まず前提として、安心安全が最優先されることは対面クラスでもオンラインクラスでも同じです。対面クラス以上に細やかな配慮が必要になる場合も多いため、オンラインクラスでは参加者の方にも安心安静な場を一緒につくるためのご協力をお願いしていく必要があります。

[個人情報に関連して]

・登録時に個人情報を得ている場合は使用目的と、その目的以外には使用しないことをお伝えする
→メールアドレスなどの個人情報を前もっていただき、そこに参加方法やパスワードをお送りしている場合があるかと思います。事前のやり取りの際と、実際にオンラインでお会いした際の両方で、個人情報の取り扱いについて簡単に触れておくと良いでしょう。

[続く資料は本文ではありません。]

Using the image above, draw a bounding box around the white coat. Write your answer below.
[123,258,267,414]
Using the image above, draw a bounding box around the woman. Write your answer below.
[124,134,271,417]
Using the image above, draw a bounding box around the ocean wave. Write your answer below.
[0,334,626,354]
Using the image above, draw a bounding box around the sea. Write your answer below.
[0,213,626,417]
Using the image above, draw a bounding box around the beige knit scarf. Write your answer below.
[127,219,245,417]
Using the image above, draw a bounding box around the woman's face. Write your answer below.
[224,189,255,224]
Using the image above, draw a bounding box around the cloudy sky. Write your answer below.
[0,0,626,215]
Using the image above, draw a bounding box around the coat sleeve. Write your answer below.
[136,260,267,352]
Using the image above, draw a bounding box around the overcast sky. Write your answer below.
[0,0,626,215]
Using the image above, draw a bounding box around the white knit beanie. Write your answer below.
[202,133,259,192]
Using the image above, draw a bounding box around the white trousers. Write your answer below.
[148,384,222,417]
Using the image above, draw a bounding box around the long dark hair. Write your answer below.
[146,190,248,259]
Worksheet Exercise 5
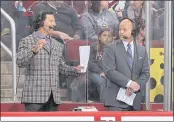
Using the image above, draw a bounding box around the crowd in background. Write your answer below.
[1,0,164,101]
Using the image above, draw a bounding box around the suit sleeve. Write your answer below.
[16,39,35,68]
[59,45,78,76]
[103,47,130,88]
[136,50,150,87]
[88,45,103,74]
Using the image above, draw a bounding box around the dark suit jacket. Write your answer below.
[103,40,150,110]
[88,42,103,74]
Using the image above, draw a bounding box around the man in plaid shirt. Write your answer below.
[17,11,83,111]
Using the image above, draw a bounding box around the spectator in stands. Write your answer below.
[88,29,113,102]
[64,0,88,18]
[34,1,82,40]
[116,0,145,21]
[81,0,119,41]
[125,0,146,19]
[17,11,82,111]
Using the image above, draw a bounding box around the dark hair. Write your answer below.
[90,0,101,13]
[33,11,54,31]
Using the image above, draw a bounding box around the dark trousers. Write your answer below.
[107,106,135,111]
[24,92,58,112]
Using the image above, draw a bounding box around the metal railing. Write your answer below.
[145,1,152,110]
[1,8,17,102]
[163,1,172,111]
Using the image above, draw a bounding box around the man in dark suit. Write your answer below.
[103,18,150,111]
[17,11,82,111]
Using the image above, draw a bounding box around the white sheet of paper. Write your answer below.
[79,46,90,73]
[116,88,136,106]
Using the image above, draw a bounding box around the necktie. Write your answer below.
[127,44,133,68]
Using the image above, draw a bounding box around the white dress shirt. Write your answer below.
[122,40,134,87]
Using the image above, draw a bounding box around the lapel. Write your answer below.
[118,40,132,71]
[50,38,55,54]
[132,43,139,73]
[33,32,51,53]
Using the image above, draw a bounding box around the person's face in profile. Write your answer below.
[43,14,56,34]
[99,31,113,45]
[119,19,133,40]
[100,0,109,9]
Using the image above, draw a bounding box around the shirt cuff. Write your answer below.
[126,80,132,87]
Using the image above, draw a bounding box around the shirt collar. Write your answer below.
[47,1,57,10]
[35,31,47,39]
[122,40,134,50]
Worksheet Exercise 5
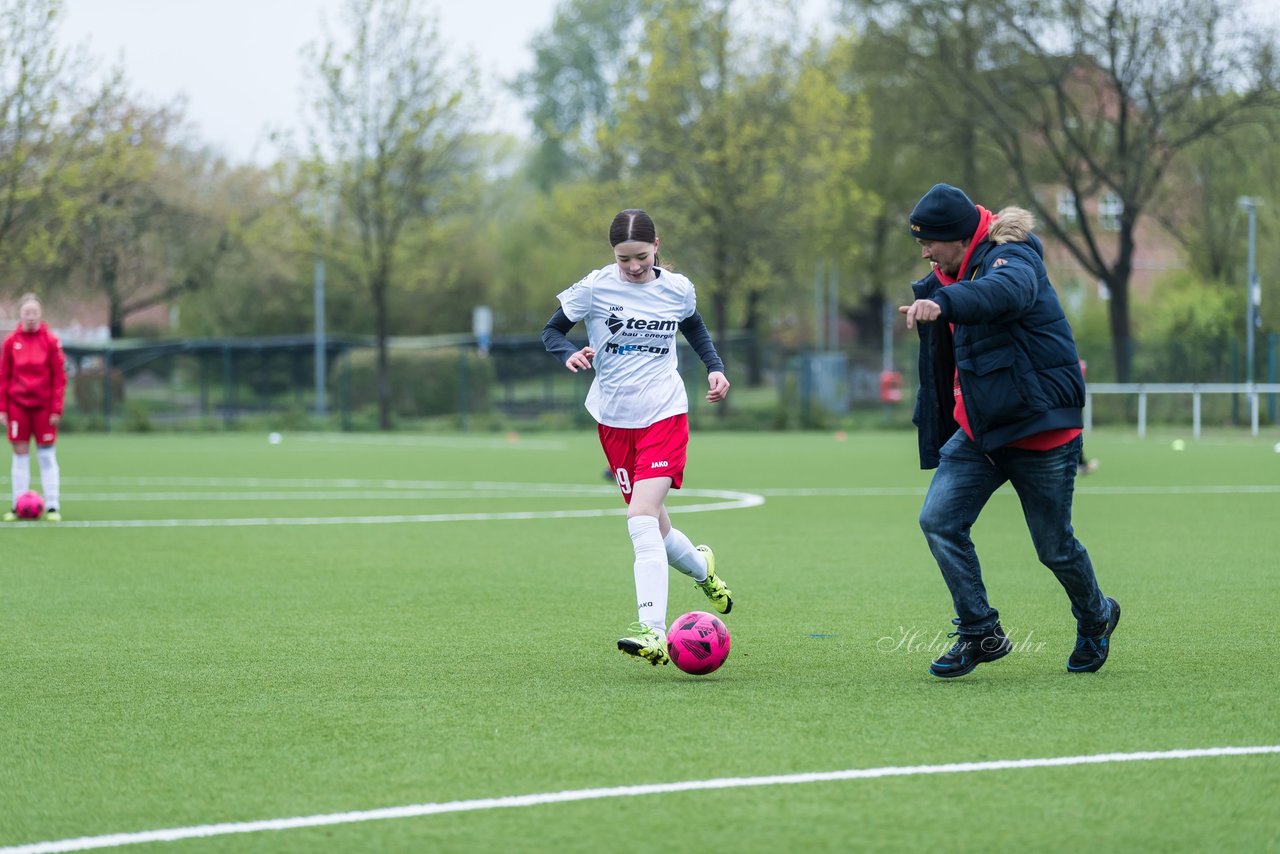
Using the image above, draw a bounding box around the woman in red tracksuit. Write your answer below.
[0,293,67,522]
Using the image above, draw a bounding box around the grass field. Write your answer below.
[0,431,1280,853]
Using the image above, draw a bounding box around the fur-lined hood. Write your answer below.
[987,207,1036,246]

・画面にカメラ(スマートフォン含む)を向けないようにお伝えする自身が音楽を流したりする際にも、カメラ機能を持つ機器を画面に向けないように気をつける。同時にスクリーンショットや録音などもしないようにご協力いただき、希望がある場合には可能な範囲で個別に対応する旨をお伝えする。
→ 特に疾患別のクラスなどでは、病気のことを知られたくない方が参加されていることもあるため、他の参加者の画面にスマートフォンが映るだけで心配する方もいらっしゃいます。「自分で取り組むときにポーズを忘れてしまうから」「誘導音声がほしい」などの理由で撮影や録音を希望される方もいますが複数で開催しているクラスではご遠慮いただき、改めてできる範囲で個別にニーズに対応できるとよいでしょう。そのための録画データや音声データを作成しておくというのも一つの方法です。それらを動画配信サービスにあげたり、販売するなどの工夫もできます。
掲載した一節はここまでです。